Divorcer sans jugement : est-ce possible ?

Désormais, le divorce sans jugement serait possible sous certaines conditions. En effet, il s’agit ici d’un divorce par consentement mutuel contractuel rendu faisable lorsque le couple parvient à trouver un accord au préalable.

Caractéristiques du divorce sans jugement

En France, suivant la loi no  2004-439 et le Code civil (article 229 et suivant), il existe 4 principaux types de divorce : le divorce par acceptation, le divorce par altération définitive du mariage, le divorce pour faute et le divorce par consentement mutuel (contractuel ou judiciaire). En principe, l’objectif de ces corpus de loi étant d’harmoniser les rapports entre couples, et ce, tout en conservant l’aspect judiciaire du divorce.

Toutefois, depuis le début de l’année 2017, les couples français (hétérosexuel ou homosexuel) préfèrent procéder au divorce par consentement mutuel contractuel vu la rapidité de la procédure. Ensuite, cette procédure se caractérise par l’absence de jugement. Autrement, le couple peut outrepasser l’intervention du juge pour aboutir à cette fin. Puis, il incombe aux 2 conjoints de choisir chacun son propre avocat et envisager un rendez-vous entre le couple et les 2 avocats pour matérialiser la convention de divorce sans jugement. C’est la signature des époux dans le cadre de la convention enregistrée par un notaire qui valide la valeur juridique de ladite convention. Sachez que, par rapport a la procédure de divorce avec jugement, celle-ci dure 3 mois au maximum pour la sélection des avocats et le divorce.

Limite de la procédure du divorce sans jugement

La seule limite a l’application du divorce sans jugement étant l’intervention d’un enfant mineur qui souhaite être entendu par le juge. Par conséquent, le couple doit procéder au divorce par consentement mutuel judiciaire.

Pour information, contrairement au divorce sans jugement, le divorce par consentement judiciaire nécessite l’intervention du juge pour trancher et prononcer sur l’autorisation ou l’annulation du divorce. En effet, ce dernier se caractérise par le dépôt d’une requête commune écrite par les avocats des époux, l’établissement d’un acte de liquidation du régime matrimonial, l’établissement d’une convention relatant les conséquences de la rupture, la convocation devant le JAF après le dépôt de la requête, la présence des conjoints assistés de leur propre avocat, l’homologation de la convention par le JAF, le prononcé du divorce, la conciliation obligatoire, l’intervention d’un médiateur familial pendant une durée de 6 mois au maximum, l’ordonnance de non-conciliation, à défaut d’accord, l’assignation de l’ex-conjoint en divorce pendant une durée de 3 mois, l’établissement du projet de règlement des intérêts patrimoniaux du couple, l’échange des arguments entre les avocats des parties et le prononcé du jugement après 1 mois au maximum, etc.
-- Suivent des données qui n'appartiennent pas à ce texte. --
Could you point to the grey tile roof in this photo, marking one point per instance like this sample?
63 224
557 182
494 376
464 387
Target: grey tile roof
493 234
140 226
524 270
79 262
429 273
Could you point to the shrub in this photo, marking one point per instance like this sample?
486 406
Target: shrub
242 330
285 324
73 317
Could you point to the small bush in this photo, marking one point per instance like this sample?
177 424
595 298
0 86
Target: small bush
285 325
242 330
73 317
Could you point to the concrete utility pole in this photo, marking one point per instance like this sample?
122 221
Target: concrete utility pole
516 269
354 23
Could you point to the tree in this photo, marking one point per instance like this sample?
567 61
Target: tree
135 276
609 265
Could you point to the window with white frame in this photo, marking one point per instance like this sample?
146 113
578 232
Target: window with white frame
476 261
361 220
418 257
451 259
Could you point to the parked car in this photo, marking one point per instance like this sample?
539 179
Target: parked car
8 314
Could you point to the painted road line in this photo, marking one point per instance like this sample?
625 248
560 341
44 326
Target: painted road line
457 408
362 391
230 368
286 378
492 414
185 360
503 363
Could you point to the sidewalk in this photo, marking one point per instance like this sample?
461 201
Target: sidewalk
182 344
Procédure à suivre pour aboutir à un divorce sans jugement

En général, la procédure de divorce sans jugement correspond parfaitement aux couples peuvent convenir à un accord relatif à la rupture et sur leur conséquence.
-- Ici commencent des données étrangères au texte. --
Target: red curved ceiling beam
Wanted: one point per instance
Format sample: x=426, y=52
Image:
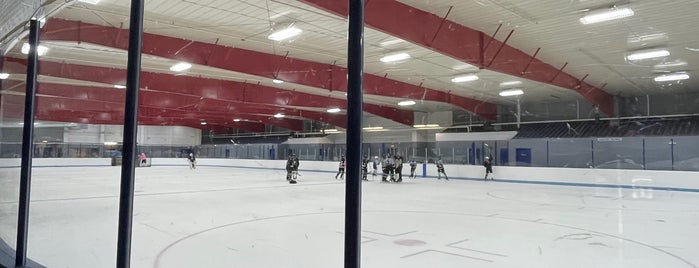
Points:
x=298, y=71
x=449, y=38
x=211, y=88
x=105, y=106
Concrètement, chaque conjoint doit choisir des avocats différents pour les représenter. Ensuite, il faut que le couple et leur avocat se rejoignent pour négocier et établir une convention de divorce, le partage des biens, la prestation compensatoire, la résidence des enfants et la pension alimentaire. Puis, cette convention doit être rédigée par les avocats avant d’être signée par les conjoints dans un délai de 15 jours pour réflexion. Aussi, il appartient au notaire d’enregistrer ladite convention pour prendre effet dans l’immédiat.